By some estimates, if you live in a city you are caught on video 300 times a day. Many of these are facial recognition cameras. Nobody asks why. To prevent shoplifting? Why are there license plate readers in nearly every urban and many suburban areas?

We have been catapulted not just into this wholly porous world of surveillance but are now also surrounded by and swimming in technology that hallucinates, deceives, spews bullshit as scientific truth, pretends to have feelings, writes phony books and songs, makes up fake legal citations, belches out endless videos of dogs chatting with space aliens and cats jumping backwards, and otherwise imprisons or anesthetizes the imagination.

Along the way, it devours physical land, fuel and water…to sustain a kind of electrical dream space that none of us asked for and none of us need.

Who cares? Each night Planet Waves archives about 30 to 40 articles on the topic. This publication has been viewed just 4,000 times in four months. I do not do this work personally, so I can tell you it’s amazing every single night.

Then there is the “universal ID” that will connect your “vaccine” record to your ability to spend money on food, and can limit where you travel (i.e., within 10 miles of your house or such). Money is being programmed to have limits. Under this plan, your Visa card will become more like a SNAP benefits card, even though it’s your money.

This morning, an article about “tokenization” landed in my inbox: how all assets, from your home to its contents, will (according to some guys in Switzerland and their cronies) allegedly be placed onto a blockchain ledger.

How will they get me to declare each of my drums, guitars and maracas? Insurance, of course! If it’s not on the blockchain, it does not exist.

You don’t need to look far to find examples of how people think we are living in a simulation. Most of the “flat earth” theories involve the notion of a simulacrum or enclosed artificial reality, which people find gives them relief (I guess from space being so big; many of the theories aggressively deny the existence of “outer space”).

I seem to be the only writer proposing the the oh so popular “flat earth” phenomenon is a digital effect with many equivalents. Once converted to data and uploaded, the world lacks all dimension and depth, and people’s minds are equally distorted.

We hear constant cultural references to living in a matrix, discussions of blue and red pills, and “red pilling” people (forcing the truth onto them).

Spiritual texts from many ages have described ordinary physical existence as a secondary reality, an illusion, a parallel existence, a phenomenon of multiple dimensions and many other metaphors. According to A Course in Miracles, miracles occur because the world we see is an illusion, subject to change and the violation of its own supposed rules; the miracle gets you past the illusion and into contact with the underlying reality.
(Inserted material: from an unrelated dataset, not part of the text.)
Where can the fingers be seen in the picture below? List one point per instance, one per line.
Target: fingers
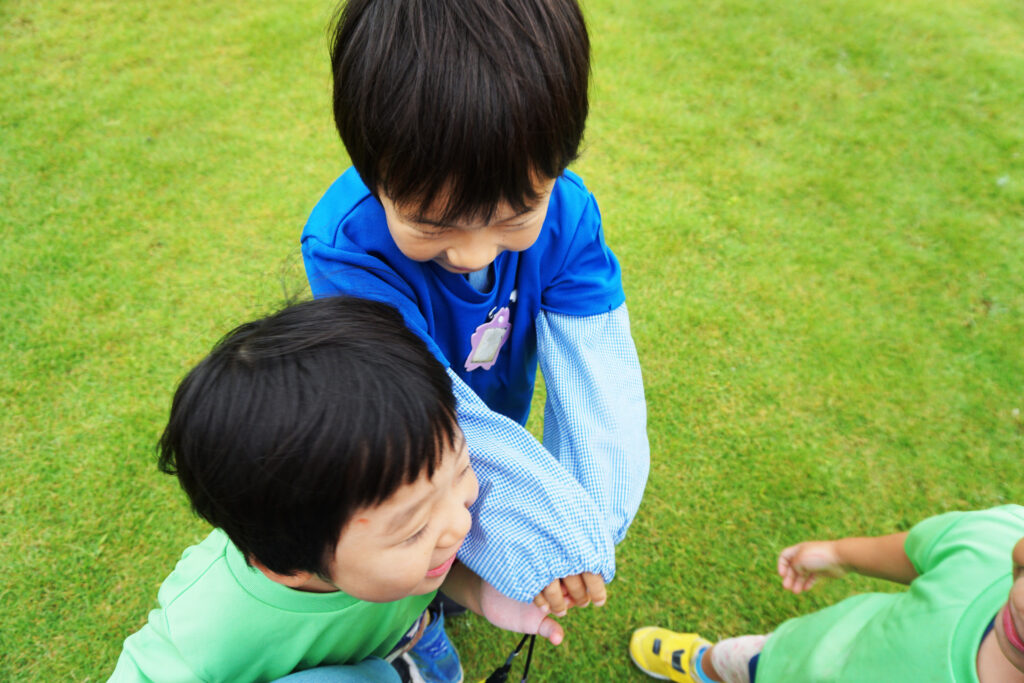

And yet our seemingly limited physical existence is seen by some spiritual traditions as a necessary condition of exercising free will, distinct in all of creation. What is unique about our world is that you can get anywhere from here. Yet without the physicality, we lose that access; we lose the ability to navigate and choose and end up floating in a kind of endless dream. It’s as if we’re guided by some weird GPS system where we never programmed a destination.

This is why it’s important to stop and assess your situation, right now.
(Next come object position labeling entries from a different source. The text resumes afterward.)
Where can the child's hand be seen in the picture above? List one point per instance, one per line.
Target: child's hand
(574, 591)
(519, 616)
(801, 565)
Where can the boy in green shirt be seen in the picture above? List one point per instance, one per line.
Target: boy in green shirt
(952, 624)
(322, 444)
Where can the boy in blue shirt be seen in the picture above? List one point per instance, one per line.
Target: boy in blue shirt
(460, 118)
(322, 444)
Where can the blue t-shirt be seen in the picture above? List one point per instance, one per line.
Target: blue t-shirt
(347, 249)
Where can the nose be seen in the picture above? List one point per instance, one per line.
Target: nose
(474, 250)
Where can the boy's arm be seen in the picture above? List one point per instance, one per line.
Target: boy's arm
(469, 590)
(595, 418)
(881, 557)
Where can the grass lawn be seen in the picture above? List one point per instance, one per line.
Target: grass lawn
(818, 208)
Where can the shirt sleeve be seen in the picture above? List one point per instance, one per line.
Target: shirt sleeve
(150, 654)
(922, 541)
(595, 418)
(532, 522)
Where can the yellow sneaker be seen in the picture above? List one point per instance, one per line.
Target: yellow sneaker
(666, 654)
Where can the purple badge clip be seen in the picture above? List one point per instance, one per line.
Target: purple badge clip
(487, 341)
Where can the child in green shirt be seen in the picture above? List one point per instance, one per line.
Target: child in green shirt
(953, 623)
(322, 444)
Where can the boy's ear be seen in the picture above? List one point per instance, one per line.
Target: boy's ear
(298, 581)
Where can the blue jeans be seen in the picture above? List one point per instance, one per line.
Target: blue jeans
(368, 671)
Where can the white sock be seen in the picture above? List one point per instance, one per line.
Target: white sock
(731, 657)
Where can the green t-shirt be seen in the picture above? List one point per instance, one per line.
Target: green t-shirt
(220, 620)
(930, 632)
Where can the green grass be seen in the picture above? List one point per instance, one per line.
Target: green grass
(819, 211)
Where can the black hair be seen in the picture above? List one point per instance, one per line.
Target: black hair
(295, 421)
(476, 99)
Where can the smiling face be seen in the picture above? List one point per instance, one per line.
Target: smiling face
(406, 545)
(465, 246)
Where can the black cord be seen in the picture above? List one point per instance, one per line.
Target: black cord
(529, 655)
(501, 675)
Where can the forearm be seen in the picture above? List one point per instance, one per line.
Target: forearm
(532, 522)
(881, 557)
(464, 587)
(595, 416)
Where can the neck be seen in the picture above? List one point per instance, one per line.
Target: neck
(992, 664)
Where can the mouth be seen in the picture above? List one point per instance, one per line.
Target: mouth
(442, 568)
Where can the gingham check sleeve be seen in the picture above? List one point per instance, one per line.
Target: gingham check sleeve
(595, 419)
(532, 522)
Where am I and what am I doing here? Let the questions stand for a while.

With love,

Eric signature

Two Scenes from Waking Life

“The more that you talk about a person as a social construction or as a confluence of forces or as fragmented or marginalized, what you do is you open up a whole new world of excuses. And when [philosopher Jean Paul] Sartre talks about responsibility, he’s not talking about something abstract.

“He’s not talking about the kind of self or soul that theologians would argue about. It’s something very concrete. It’s you and me talking. Making decisions. Doing things and taking the consequences. It might be true that there are six billion people in the world and counting. Nevertheless, what you do makes a difference. It makes a difference, first of all, in material terms. Makes a difference to other people and it sets an example.